Birkaç yıl önce, Picasso’nun iyi arkadaşı Şair Guillaume Apollinaire’nin Gery Pieret adlı uçarı bir arkadaşı vardı. 1907 yılında Pieret, Louvre’u ziyaret etti ve paltosunun altına sakladığı iki küçük taş İberya heykelciğiyle dışarı çıktı (müze güvenliği o günlerde “sıkı” diyeceğiniz türden değildi). Heykelleri Apollinaire’e verdi, o da Picasso’ya sundu. 1911’de Pieret at yarışında çok para kaybedince, Apollaniaire kefaletini ödeyip onu kurtardı; minnettar kalan Pieret de bir başka Louvre heykelciliği çalıp şaire verdi.
Birkaç gün sonra, kaybolan Mona Lisa’ya ilişkin haberler manşetlere çıktı. Pieret bu durumdan biraz para yapabileceğine karar verdi ve en son ganimeti olan sanat eserini bir gazeteye götürerek, müze güvenliğinin etkisizliğini kanıtlamak için onu nasıl çaldığı hakkında renkli bir hikaye anlattı. Polis tabii ki ondan tüm hikayeyi aldı ve birkaç gün içinde Picasso ile Apollaniare hapse girdi.

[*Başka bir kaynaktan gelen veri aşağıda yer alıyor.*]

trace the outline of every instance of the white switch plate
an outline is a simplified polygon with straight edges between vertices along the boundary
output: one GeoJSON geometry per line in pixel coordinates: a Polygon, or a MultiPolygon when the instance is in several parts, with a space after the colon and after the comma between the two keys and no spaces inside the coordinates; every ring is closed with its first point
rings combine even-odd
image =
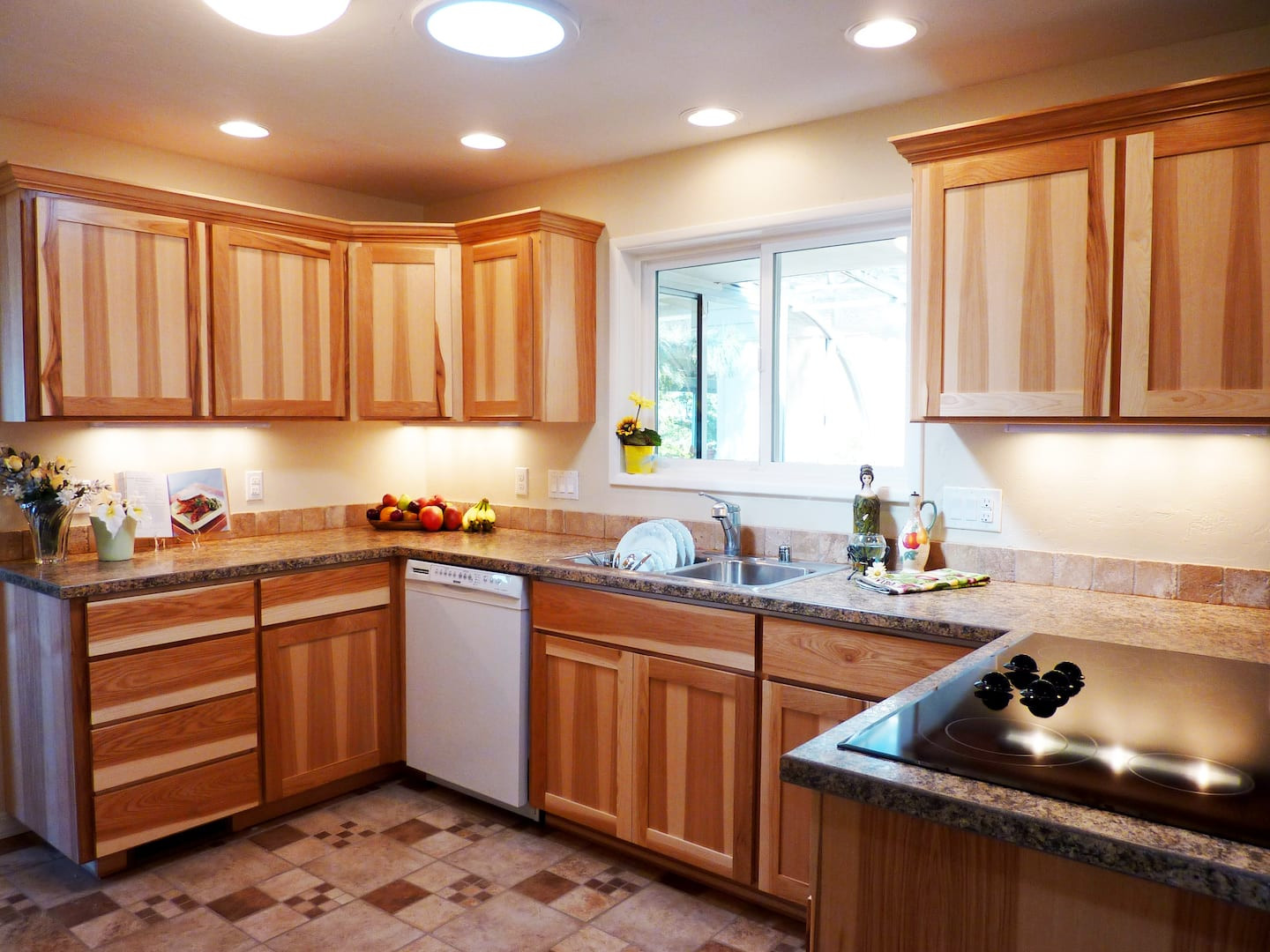
{"type": "Polygon", "coordinates": [[[264,470],[248,470],[244,473],[243,495],[248,503],[258,503],[264,499],[264,470]]]}
{"type": "Polygon", "coordinates": [[[950,529],[1001,532],[1001,490],[945,486],[944,524],[950,529]]]}
{"type": "Polygon", "coordinates": [[[551,499],[577,499],[578,471],[547,470],[547,496],[551,499]]]}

İki adam hemen her şeyi itiraf etti; Paris polisleri de talihsiz şair ve ressamın Mona Lisa olayı ile hiçbir ilgilerinin olmadığını anladı. Çalınan heykelcikleri geri verme şartıyla birkaç gün içinde tahliye edildiler. Bugüne kadar heykelciklerin resmi katalog tanılarında onların “kısa bir süre M. Picasso’nun elinde oldukları” belirtilir.